Because books are a great start, especially first-person accounts of life through these different lenses; I feel like I’ve already learned a ton about how to accurately and honestly develop the people I want to include in my story. But I know that books have limits, the biggest one being that they’re one-way. By reading books about being an “Aspie,” I’ll get insights into some parts of that experience, but I’m still bound to make mistakes in translation, if only because my character’s life isn’t happening inside that book. If I want to meet my own standards for portraying the characters I want to develop, I know I’m going to need someone to spot my mistakes, as well as the new mistakes I make correcting them.

As any student knows, homework is time-consuming. I know that this research is one of the (several) reasons my writing has stalled in the last few weeks, as I try to figure out how the new contextual material changes the characters I’ve already got down on the page. But as author Malinda Lo puts it in her answer to the question “Should white people write about people of color?“:

Writing outside your culture is a complicated endeavor that requires extensive research, being aware of your own biases and limitations, and a commitment to delving deeply into the story. However, writing any fiction requires this. There are no shortcuts to writing fiction truthfully and well. There really aren’t. The writer must put in the time so that they become confident in their decisions, and there are a million and one decisions to make when writing a novel.

On reading Lo’s words, my mind goes first to the difficulty of working and reworking plot decisions, a whole other can of worms and another contributing cause to the writing problems I’ve been having the last few weeks. But worldbuilding certainly eats its share of an author’s time. My story takes place in a secondary world, albeit one that’s connected to contemporary Earth; my protagonist’s native culture, one of easily a dozen different indigenous cultures that readers will be introduced to throughout in the series, is pretty much invented out of whole cloth.

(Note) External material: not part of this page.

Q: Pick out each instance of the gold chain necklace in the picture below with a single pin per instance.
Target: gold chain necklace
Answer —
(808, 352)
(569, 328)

As a sociologist, I resolved when I started this project that my novel’s world would feature original (non-derivative) cultures, that their composite elements would make sense, and that the characters who came out of them to join the arc of my central storyline would be more than just the sum of their cultural traditions (for example, The Merchant, The Scholar or The Warrior).

If I can commit to that level of detail for my secondary world, I can take the time to make sure my Earth-born supporting characters are realistically-depicted individuals from particular backgrounds too. And so I’ll keep reading and note-taking, and take my comfort from the knowledge that the story I’m writing is becoming ever more the kind of story I want to have on my own bookshelves.